A world-wide economic recession lasting one to two years is the most optimistic outlook.
And how do the masters of franchising, globalization, and supply efficiencies respond?
They not only identify those they’ve identified to be least able to resist (ie. the poor) but increase prices to those communities.
Some could be consider this a blatant opportunistic predatory pricing scheme by a brand bully.
McDONALD’S is lifting prices in poorer suburbs where it believes consumers are more likely to accept higher charges without complaint.
Costs were previously based on restaurant overheads and ingredient prices.
But the multi-national fast-food chain is using socio-economic factors to determine charges under a new “demand-based pricing” scheme.
I love Australian franchisees because you know where you stand:
A McDonald’s franchisee, who asked to remain anonymous, said the biggest price rises were concentrated in low-income areas.
“In general, the poorer suburbs will pay more,” the franchisee said.
An accompanying television clip (see McDonald’s rip-off) says that McHappy meals will increase by 16.5%.
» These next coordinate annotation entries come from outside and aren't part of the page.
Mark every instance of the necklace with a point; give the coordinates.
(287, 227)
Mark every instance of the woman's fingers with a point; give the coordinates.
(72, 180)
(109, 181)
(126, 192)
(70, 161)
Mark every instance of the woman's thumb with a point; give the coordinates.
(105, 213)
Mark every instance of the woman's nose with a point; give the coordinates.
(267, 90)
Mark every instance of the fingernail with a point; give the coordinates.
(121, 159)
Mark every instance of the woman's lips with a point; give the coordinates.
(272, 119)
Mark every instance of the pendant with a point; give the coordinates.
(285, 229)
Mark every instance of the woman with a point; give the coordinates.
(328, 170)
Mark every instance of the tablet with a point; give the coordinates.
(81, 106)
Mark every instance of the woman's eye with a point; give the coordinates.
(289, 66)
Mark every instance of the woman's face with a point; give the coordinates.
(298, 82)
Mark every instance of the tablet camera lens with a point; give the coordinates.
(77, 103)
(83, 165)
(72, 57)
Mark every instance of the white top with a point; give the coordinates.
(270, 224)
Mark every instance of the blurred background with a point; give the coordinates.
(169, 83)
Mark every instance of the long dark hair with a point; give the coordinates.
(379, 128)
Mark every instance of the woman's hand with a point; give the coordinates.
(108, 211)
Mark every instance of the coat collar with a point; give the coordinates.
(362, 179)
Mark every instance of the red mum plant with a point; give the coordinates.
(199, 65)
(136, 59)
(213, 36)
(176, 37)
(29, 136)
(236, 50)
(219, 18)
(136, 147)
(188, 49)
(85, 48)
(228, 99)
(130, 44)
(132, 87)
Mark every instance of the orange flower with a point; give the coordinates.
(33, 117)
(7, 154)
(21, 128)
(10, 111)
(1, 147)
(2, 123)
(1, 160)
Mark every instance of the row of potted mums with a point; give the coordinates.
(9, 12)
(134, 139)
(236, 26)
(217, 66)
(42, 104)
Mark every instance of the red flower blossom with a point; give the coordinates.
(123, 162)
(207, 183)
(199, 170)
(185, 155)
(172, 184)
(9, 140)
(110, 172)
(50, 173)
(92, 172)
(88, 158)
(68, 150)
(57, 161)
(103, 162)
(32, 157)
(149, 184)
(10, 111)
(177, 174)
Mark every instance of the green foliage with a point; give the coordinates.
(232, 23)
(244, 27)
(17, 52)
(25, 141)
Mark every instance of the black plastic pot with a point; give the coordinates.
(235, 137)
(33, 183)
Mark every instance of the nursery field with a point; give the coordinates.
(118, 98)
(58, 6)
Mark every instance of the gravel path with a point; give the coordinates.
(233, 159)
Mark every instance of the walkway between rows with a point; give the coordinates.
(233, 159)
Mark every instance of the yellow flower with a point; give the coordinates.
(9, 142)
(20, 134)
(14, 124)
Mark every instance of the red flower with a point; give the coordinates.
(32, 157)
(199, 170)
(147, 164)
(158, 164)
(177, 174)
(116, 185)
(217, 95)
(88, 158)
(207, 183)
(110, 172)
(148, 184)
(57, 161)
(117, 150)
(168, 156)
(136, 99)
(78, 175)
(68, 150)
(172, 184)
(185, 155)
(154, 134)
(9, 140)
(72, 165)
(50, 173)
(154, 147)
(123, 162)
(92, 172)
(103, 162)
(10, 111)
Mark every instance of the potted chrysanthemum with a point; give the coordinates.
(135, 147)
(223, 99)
And how is this affecting McDonald’s USA where the profits eventually go? Here’s a sample of headlines about Oakbrook’s 2008 results:
- McDonald’s posts sizzling 80% profit rise in 2008
- McDonald’s Profit Beats Estimates; U.S. Sales Decline
- McDonald’s Profit Rises Over Expectations; Plans To Open 1,000 More Stores
I wonder what role “socio-economic factors” and “demand-based pricing schemes” have played in differential within North American communities?
In Canada, 1 in 5 children live in poverty.